SARS-CoV-2 infection has resulted in more than 28,637,952 cases and about 917,417 deaths globally as of September 13, 2020 [1]. The infectious nature, as well as the high morbidity and mortality associated with the virus, has been a major concern for healthcare workers, including forensic pathologists, autopsy surgeons, and support staff in mortuaries. At a time when there is community spread of COVID-19, it is difficult to determine whether a deceased person who died of a natural or a non-natural cause, which necessities post-mortem examination was COVID-19 positive or not. In the absence of post-mortem testing of the deceased, it is especially relevant to know a person’s COVID-19 status prior to performing an autopsy. Therefore, it is suggested that in all cases, autopsy surgeons and support staff take all due precautions and strictly adhere to all the infection prevention and control practices to safeguard themselves. The situation, however, may be much harsher in resource-limited settings [2], especially in view of the ill-equipped mortuaries and the limited availability of personal protective equipment in many parts of the world.

Numerous modifications to a complete autopsy examination have been recommended for minimizing the risk of infection during autopsies, including reduced manipulations of the body, performing in situ examinations as opposed to whole-block eviscerations, and avoiding embalming [3]. These measures have been relatively successful in preventing the spread of infection among forensic personnel but have raised concerns about missing vital information and misdiagnosing the cause of death. “Virtopsy”, which uses primarily computed tomography (CT) and magnetic resonance imaging (MRI) in post-mortem examinations, has been suggested as an effective alternative to high-risk traditional autopsy to minimize the risk of transmission of SARS-CoV-2 during an autopsy. In the absence of virtopsy facilities, ultrasonography (USG) may be a cost-effective and safer alternative for post-mortem examinations [4]. Post-mortem USG can be useful in reducing the extent of autopsies, thereby decreasing the risk of infection of forensic personnel.

USG as a post-mortem imaging modality can help reduce the need for extensive autopsies in finding the cause of death.

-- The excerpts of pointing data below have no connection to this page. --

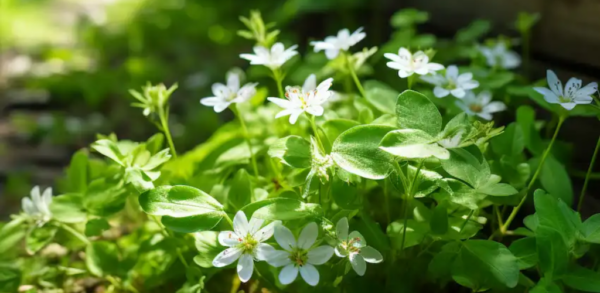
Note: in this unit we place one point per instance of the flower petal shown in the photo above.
(310, 274)
(284, 237)
(341, 229)
(245, 267)
(358, 264)
(288, 274)
(359, 240)
(229, 238)
(308, 236)
(554, 83)
(320, 255)
(371, 254)
(226, 257)
(240, 224)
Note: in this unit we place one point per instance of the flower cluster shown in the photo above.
(298, 255)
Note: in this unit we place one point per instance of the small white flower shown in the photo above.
(273, 58)
(246, 244)
(572, 95)
(354, 247)
(500, 56)
(299, 255)
(225, 95)
(480, 105)
(299, 100)
(407, 63)
(342, 42)
(38, 207)
(452, 83)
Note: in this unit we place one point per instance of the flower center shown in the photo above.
(299, 256)
(349, 245)
(476, 108)
(248, 244)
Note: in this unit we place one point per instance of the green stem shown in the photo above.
(587, 175)
(164, 122)
(75, 233)
(361, 90)
(278, 77)
(466, 221)
(247, 137)
(313, 125)
(515, 210)
(409, 197)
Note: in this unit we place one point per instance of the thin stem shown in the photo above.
(247, 137)
(409, 197)
(75, 233)
(466, 221)
(361, 90)
(278, 77)
(587, 175)
(515, 210)
(313, 125)
(164, 122)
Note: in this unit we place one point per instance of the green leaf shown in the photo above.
(555, 178)
(485, 264)
(38, 237)
(554, 214)
(412, 143)
(293, 151)
(179, 201)
(281, 209)
(591, 229)
(415, 111)
(582, 279)
(545, 285)
(525, 250)
(357, 151)
(511, 142)
(101, 258)
(468, 164)
(439, 220)
(240, 192)
(415, 233)
(553, 252)
(207, 244)
(10, 279)
(77, 173)
(334, 127)
(381, 96)
(68, 208)
(95, 227)
(345, 194)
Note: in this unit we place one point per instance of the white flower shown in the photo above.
(299, 100)
(452, 83)
(274, 58)
(572, 95)
(354, 247)
(343, 41)
(407, 63)
(480, 105)
(299, 255)
(38, 207)
(246, 244)
(225, 95)
(500, 56)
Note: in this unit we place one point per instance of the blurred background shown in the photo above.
(66, 65)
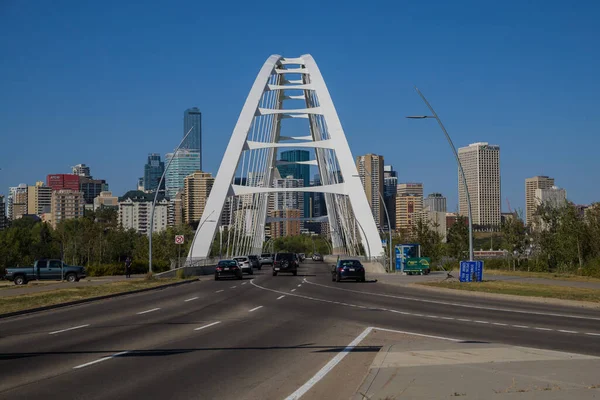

The conditions that can be noticed by post-mortem USG include cardiac hypertrophy, pericardial tamponade, aneurysm of the abdominal aorta, pleural effusions, subphrenic abscesses, ascites or intra-abdominal bleeding, liver metastasis, liver cirrhosis, fatty liver or fatty changes in the liver parenchyma, bile stones, renal cysts, diverticulum of the urinary bladder, hyperplasia of the prostate, myoma uteri, intracranial hemorrhage in infants, bone fractures, and foreign substances in mammae (implant) [5]. Lung USG (LUS) is considered to be a rapid, sensitive, and non-invasive bedside method for detecting several pulmonary pathologies, and its role in COVID-19 is being explored [6]. Some of the characteristic LUS findings in COVID-19 include thickening and irregularities of the pleural line, B lines, and a variety of consolidations. A lines have been described to appear during the recovery phase of COVID-19 [7]. “Echopsy”, or ultrasonographic autopsy, is a modification of needle autopsy for the ultrasound-guided collection of tissue samples for further examination. Echopsy, too, is regarded as a feasible and reliable alternative to traditional autopsy [8]. The risk of infection is minimal with echopsy; hence, it is considered to be a safer technique of post-mortem examination in cases of infectious diseases, such as COVID-19.

The refrigeration and hardening of adipose tissue have been shown to affect the permeation and reflection of ultrasound [5]. In the case of refrigerated bodies, it is recommended to perform USG 1–2 h after the body has been removed from the cold chamber. One of the major limitations to the use of USG in post-mortem examinations is the obliteration of the view caused by decomposition gases. Uchigasaki recommends the use of USG within 4–5 days after death [5]. In view of its limitations, Charlier et al. recommend the use of USG only for the estimation of facial tissue thickness and for guided biopsies [9].

Although USG may not be useful in post-mortem examinations of all medico-legal cases, it can certainly assist in validating findings from medical records and in reducing the need for autopsy in such cases. Similarly, for cases with a known history of violence, USG can assist in localizing the area of investigation, thus reducing the need for extensive dissection. Besides, echopsy or post-mortem USG can be a useful adjunct to the traditional autopsy examinations and can assist in reducing the extent of the dissection required. Thus, USG can be judiciously employed as a safer technique for post-mortem examinations.

There have been major advances in the use of post-mortem imaging as an adjunct to traditional autopsy. However, these advances have been limited to the use of CT. Post-mortem USG can be especially useful in addressing the health and safety concerns of the forensic personnel involved in autopsy work, shielding them from unwarranted exposure to SARS-CoV-2 during the COVID-19 pandemic, especially in low-resource settings.